Das M&A-Karussell im Schweizer IT-Markt dreht sich ­weiter. Investitionsfreudige Geldgeber, die sich verändernde Wettbewerbsstruktur, die Anforderungen der IT und der Kunden sowie Gründer im nahenden Renten­alter sorgen dafür, dass die Konsolidierung voranschreitet.
13. September 2024

     

Schweizer IT-Unternehmen sind und bleiben beliebte Übernahmekandidaten. Dabei war 2023 mit Blick auf das M&A-Geschehen im hiesigen Gesamtmarkt wahrlich nicht das stärkste Jahr. Das unterstreichen Zahlen von Deloitte. Wie das Wirtschaftsprüfungsunternehmen im vergangenen Februar meldete, gab es 2023 insgesamt 211 Transaktionen (Inbound und outbound) unter Beteiligung von Schweizer KMU. 2022 und 2021 waren es hingegen noch 244 respektive 233 Deals. Deloitte schreibt die abflachende Nachfrage vor allem dem starken Franken und dem damit rückläufigen Kaufinteresse ausländischer Firmen zu.

Durchwachsene Aussichten auch für die IT-Branche? Mitnichten. Neben Unternehmen aus der Industrie stehen IT-Dienstleister und Softwareanbieter mit Abstand am häufigsten im Fokus von Kauf­interessenten. Sie machten satte 21 Prozent aller Transaktionen des Jahres aus. "Für die Schweizer Industrie und die hiesigen IT- und Softwareunternehmen sind diese Zahlen ein Qualitätssiegel", erklärt Stephan Brücher, Partner Financial Advisory bei Deloitte Schweiz. "Das hohe Interesse der ausländischen Investoren an diesen Branchen unterstreicht die Bedeutung der Schweizer KMU-Landschaft und Start-up-Community. Sie bieten IT- und Softwaredienstleistungen an und stellen Produkte her, etwa auch in der Medizintechnik, die weltweit führend und dadurch sehr attraktiv für ausländische Investoren sind."

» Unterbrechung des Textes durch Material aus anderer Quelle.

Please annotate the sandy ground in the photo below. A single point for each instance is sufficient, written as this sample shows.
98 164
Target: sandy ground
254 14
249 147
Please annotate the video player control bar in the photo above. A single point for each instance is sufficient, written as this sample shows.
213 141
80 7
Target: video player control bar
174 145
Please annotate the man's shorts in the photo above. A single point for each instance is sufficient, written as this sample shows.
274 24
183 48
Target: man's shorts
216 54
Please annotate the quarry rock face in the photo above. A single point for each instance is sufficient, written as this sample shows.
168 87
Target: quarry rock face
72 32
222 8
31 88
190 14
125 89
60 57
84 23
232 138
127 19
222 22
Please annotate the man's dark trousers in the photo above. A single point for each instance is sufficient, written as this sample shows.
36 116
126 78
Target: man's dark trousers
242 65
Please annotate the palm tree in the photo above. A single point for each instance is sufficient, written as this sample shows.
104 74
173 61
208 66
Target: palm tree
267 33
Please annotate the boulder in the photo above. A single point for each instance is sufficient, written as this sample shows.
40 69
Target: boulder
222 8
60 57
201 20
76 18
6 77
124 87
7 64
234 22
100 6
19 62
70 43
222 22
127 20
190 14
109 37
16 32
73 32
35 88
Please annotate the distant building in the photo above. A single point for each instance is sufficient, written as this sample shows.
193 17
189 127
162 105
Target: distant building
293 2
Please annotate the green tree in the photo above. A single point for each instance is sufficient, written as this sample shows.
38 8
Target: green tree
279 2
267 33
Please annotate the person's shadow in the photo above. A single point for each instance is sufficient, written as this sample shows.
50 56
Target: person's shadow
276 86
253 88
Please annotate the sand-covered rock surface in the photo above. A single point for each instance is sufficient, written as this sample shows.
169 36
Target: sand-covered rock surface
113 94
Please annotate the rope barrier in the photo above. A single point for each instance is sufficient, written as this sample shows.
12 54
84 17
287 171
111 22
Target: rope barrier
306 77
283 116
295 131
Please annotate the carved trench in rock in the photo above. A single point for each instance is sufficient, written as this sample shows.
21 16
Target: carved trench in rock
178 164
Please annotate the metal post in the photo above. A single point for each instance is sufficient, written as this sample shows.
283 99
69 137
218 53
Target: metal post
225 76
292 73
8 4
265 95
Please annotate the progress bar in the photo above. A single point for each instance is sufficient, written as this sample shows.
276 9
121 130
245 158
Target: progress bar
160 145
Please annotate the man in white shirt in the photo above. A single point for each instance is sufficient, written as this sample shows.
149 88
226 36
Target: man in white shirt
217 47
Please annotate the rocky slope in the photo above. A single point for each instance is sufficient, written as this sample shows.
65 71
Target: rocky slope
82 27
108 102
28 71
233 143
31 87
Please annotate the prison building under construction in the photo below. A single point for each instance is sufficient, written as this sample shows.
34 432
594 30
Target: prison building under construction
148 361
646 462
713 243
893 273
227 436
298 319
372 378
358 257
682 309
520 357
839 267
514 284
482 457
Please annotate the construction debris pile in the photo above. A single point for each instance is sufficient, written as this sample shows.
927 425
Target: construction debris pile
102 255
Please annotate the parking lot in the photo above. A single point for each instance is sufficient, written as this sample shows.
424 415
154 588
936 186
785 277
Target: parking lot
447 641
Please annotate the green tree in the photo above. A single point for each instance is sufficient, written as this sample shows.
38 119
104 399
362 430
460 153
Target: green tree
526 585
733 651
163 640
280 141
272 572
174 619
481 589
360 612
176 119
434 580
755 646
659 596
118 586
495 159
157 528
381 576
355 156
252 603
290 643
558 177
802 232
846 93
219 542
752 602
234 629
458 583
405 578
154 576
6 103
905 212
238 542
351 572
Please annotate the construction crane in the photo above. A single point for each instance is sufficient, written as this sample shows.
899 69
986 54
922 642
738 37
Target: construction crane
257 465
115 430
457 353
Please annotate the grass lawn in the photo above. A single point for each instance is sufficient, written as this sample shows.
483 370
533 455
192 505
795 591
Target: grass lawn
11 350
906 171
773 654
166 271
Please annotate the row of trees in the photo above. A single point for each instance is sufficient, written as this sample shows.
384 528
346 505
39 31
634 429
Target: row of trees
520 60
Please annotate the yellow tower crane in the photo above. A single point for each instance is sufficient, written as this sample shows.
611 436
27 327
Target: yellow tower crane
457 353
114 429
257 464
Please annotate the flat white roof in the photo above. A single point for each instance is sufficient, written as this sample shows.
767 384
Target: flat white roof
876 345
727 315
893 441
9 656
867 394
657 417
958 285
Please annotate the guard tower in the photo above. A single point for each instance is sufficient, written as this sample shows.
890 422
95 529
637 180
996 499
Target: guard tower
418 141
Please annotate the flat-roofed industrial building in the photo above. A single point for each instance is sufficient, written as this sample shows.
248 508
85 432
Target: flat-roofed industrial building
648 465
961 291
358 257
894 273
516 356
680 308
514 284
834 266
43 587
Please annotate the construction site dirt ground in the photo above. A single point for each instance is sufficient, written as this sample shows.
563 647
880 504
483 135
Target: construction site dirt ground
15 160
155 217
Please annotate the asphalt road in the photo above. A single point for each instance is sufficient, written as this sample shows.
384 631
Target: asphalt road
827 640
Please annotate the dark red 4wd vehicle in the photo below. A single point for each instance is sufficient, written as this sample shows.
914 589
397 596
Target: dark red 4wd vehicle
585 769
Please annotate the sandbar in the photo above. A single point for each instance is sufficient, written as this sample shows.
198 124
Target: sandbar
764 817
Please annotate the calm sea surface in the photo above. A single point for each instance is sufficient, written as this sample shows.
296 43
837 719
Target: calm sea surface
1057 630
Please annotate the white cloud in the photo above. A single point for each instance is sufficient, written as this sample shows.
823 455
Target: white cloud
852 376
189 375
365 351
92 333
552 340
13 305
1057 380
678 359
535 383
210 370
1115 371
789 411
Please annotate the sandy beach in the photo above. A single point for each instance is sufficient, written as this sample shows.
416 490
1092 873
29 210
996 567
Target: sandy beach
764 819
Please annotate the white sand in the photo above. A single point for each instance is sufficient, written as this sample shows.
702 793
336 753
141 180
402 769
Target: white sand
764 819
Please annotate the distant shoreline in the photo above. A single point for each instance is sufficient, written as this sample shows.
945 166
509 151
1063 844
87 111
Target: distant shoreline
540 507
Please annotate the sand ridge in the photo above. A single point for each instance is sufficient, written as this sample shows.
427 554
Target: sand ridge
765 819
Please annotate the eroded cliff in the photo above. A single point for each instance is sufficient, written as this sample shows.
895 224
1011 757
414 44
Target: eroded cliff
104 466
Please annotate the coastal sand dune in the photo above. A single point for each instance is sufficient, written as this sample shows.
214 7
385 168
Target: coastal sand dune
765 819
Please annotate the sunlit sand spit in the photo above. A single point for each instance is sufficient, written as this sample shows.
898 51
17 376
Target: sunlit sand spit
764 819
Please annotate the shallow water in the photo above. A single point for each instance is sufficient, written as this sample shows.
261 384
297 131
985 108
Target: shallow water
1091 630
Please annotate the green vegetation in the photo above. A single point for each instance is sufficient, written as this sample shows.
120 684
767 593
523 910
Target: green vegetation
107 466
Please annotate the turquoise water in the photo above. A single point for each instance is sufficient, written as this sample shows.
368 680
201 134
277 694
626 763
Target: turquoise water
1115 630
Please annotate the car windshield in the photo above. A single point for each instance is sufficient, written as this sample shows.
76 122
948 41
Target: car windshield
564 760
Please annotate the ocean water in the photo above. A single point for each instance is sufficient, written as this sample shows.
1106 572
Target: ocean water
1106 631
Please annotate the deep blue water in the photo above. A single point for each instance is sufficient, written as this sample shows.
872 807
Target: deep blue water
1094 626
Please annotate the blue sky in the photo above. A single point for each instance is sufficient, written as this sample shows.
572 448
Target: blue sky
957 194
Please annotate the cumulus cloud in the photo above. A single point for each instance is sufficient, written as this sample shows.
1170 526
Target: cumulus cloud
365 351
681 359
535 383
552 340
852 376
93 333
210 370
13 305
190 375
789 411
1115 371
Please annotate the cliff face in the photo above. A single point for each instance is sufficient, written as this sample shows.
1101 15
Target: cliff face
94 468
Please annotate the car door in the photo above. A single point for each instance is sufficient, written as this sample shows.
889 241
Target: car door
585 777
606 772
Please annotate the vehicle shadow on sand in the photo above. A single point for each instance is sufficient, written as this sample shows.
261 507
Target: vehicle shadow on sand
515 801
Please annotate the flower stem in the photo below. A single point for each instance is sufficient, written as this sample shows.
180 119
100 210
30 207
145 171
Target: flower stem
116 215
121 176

IT-Anbieter auf Einkaufstour

Eine hohe M&A-Frequenz, die nicht nur an den Zahlen, sondern besonders an konkreten Beispielen ablesbar ist. Im vergangenen Jahr und auch in den ersten Monaten des laufenden Jahres hat sich das Übernahmekarrussell im Schweizer Markt rasant weitergedreht. Ob die Akquisition von ERP-Anbieter Proffix durch die britische Forterro-Gruppe, die Einkaufstour von Convotis (Swiss Cloud, Agentil, Aspectra, Innofind, Sowatec, JMC Software), ein weiterer Zukauf der Fernao-Gruppe (BNC) oder die Econis-Übernahme durch den italienischen Cloud-Provider Wiit: in der Schweizer IT-Branche ist fraglos eine Konsolidierungswelle im Gange. Sie formt vielerorts aus kleinen und mittleren Unternehmen zusehends Anbieter mit mehr Schlagkraft, grossem Footprint und umfassendem Angebotsspektrum. So hatte Convotis-CEO Manuel Ebner bezüglich der Aspectra-Akquisition bekräftigt: "Diese Übernahme verstärkt die Convotis als Schweizer Cloud-Powerhouse und positioniert uns unter die Top 25 der führenden Managed IT-Service-Provider in der Schweiz." Für Aspectra mit seinen rund 60 Mitarbeitenden ist es hingegen die Chance, den eigenen Wirkungskreis, die Produktpalette und die verfügbaren Ressourcen ohne Investitionen auf einen Schlag deutlich zu erhöhen. «Mit diesem Schritt bieten wir unseren Kunden neue IT-Dienstleistungen an mit dem Zugriff auf das Know-how und die Ressourcen von über 1000 IT-Spezialisten», so Aspectra-CEO Kaspar Geiser. Dem Aspectra-Team würden sich zudem Möglichkeiten in multinationalen Projekten ergeben.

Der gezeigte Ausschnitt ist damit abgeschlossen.